Die sich anschließenden 17 Variations sérieuses op. 54 von Felix Mendelssohn-Bartholdy lassen dem Zuhörer wie dem Spieler ein wenig mehr Ruhe. Und dennoch sind sie im seeligen Ausloten und schweren Seufzern der Melodik besonders reizvoll und gelten zu Recht als das klavieristisch-romantische Meisterwerk des Komponisten, von dem er selbst 1841 an einen Londoner Freund schrieb, daß er mit wahrer "Passion" an die Arbeit gegangen sei. Dann wieder Schubert, verfeinert durch Franz Liszt. Vier Lieder, "Sei mir gegrüßt", "Erlkönig", "Ständchen von Shakespeare" und "Aufenthalt" entführen in vier romantische und doch weit voneinander entfernte Welten.
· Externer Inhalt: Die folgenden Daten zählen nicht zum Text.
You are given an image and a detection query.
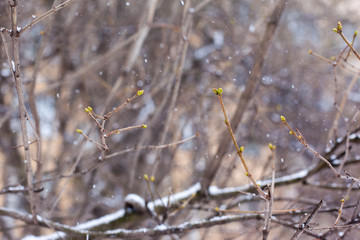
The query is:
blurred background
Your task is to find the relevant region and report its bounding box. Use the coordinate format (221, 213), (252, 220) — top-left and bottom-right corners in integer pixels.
(0, 0), (360, 239)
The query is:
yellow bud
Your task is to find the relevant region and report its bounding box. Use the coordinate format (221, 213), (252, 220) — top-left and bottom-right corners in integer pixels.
(144, 174), (149, 181)
(336, 22), (342, 31)
(136, 90), (144, 96)
(269, 143), (276, 151)
(240, 146), (245, 152)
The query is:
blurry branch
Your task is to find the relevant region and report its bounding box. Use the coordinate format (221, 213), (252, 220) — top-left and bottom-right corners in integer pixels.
(281, 116), (340, 178)
(333, 22), (360, 60)
(201, 0), (286, 193)
(21, 135), (197, 187)
(39, 33), (138, 93)
(290, 200), (323, 240)
(150, 0), (193, 178)
(281, 116), (360, 183)
(309, 26), (360, 143)
(19, 0), (74, 34)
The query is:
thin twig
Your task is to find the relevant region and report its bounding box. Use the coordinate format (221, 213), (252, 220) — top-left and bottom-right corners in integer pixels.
(290, 200), (323, 240)
(213, 88), (267, 199)
(9, 0), (36, 222)
(19, 0), (74, 34)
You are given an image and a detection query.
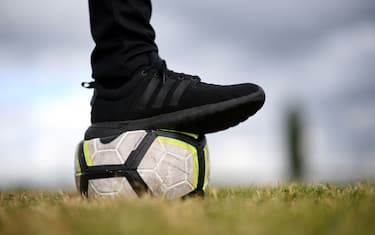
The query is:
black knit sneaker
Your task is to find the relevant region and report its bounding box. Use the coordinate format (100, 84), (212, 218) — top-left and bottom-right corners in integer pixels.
(83, 55), (265, 139)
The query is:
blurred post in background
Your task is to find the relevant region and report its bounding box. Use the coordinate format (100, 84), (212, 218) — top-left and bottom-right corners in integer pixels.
(286, 108), (305, 181)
Zum Abschluß wiederum Mendelssohn-Bartholdy, der mit seinen "Liedern ohne Worte" ein neues Genre schuf. Er will Eindeutiges schaffen. So konzentrieren sich sein "Duetto" op. 38 Nr. 6, "Barcarolle op. 30 Nr. 6 und das "Spinnerlied" op. 67 Nr. 4 auf die klaviertechnische Auswertung ihres Grundmotivs. Nicht immer erreicht der Meister sein Ziel. Und so wird Wehleidiges, zuweilen Banales zu hören sein, das sich am Zeitgeschmack des bürgerlichen Salons orientiert. Und so verließ Mendelssohn dieses Genre alsbald wieder, als er seinem Verleger Simrock schrieb: "Wenn’s gar zu viel solches Gewürm zwischen Himmel und Erde gäbe, so möchte es am Ende keinem Menschen lieb sein." Dennoch folgten eine Unmenge weiterer "Lieder ohne Worte". Sein fünftes Heft widmete er Clara Schumann, das er bei einer Rußlandreise "bei der Kaiserin sogar dreimal" wiederholen mußte. Einen Abend später, am 18. November, konzertiert Stoupel mit Anna Rabinova (Violine), Dimitri Tombassow (Violine), Igor Budinstein (Bratsche) und Victor Yoran (Cello).

Der auf Berliner Konzertpodien kaum zu hörende Spätromantiker Ernst Toch ist eigentlich mehr in Grenzbereichen klassischer Musik zu Hause. Kompositionen für den Film und Jazzphantasien des 1964 gestorbenen Komponisten, der lange Jahre in Amerika verbracht hat, sind hierzulande bekannter. Durch ihren leichten, modernen, oft grotesken Stil vermitteln seine Klavierstücke und Kammermusikwerke immer Überraschendes. Sein nahezu unbekanntes Streichtrio sieht sich an diesem Abend im Kontrast zum "Forellenquintett" von Franz Schubert.

Am Abend des 19. November stellt Vladimir Stoupel gemeinsam mit Anna Rabinova (Violine), Dimitri Tombassow (Violine), Igor Budinstein (Bratsche) und Victor Yoran (Cello) mit Gustav Mahler und Antonin Dvorak zwei Komponisten in den Mittelpunkt, deren große symphonische Werke weit bekannter sind, als ihre Kompositionen für die Kammerrmusik Mahlers Klavierquartett und Dvoraks Klavierquintett A-Dur rahmen die Sonate für Violine und Klavier des Prager Komponisten Erwin Schulhoff ein, der als Pianist in den zwanziger Jahren unseres Jahrhunderts zu den großen Hoffnungen der Avantgarde zählte. Ihr zugehörig wußte sich der Sohn einer hochmusikalischen deutsch-jüdischen Kaufmannsfamilie durch seine soldatischen Erlebnisse im 1. Weltkrieg die Schulhoff zu sarkastischer bis zynischer Ablehnung aller bisherigen bürgerlichen Werte führte. Das Leben des Max Reger Schülers fand 1942 ein von Tuberkolose gepeinigtes Ende im bayerischen Konzentrationslager Wülzburg. Sein Schaffen ist wohl eine der persönlichsten Sichtweisen der musikalischen Strömungen zwischen den Weltkriegen.

Die drei Kammermusikabende im Centrum Judaicum stellen ohne Zweifel einen Höhepunkt der diesjährigen Jüdischen Kulturtage dar. Sie bieten Einblick und Überblick zugleich, lassen den Hörer Beliebtes wiedererkennen und führen in Kompositionen und Schaffensperioden ein, die uns viel zu häufig verschlossen sind.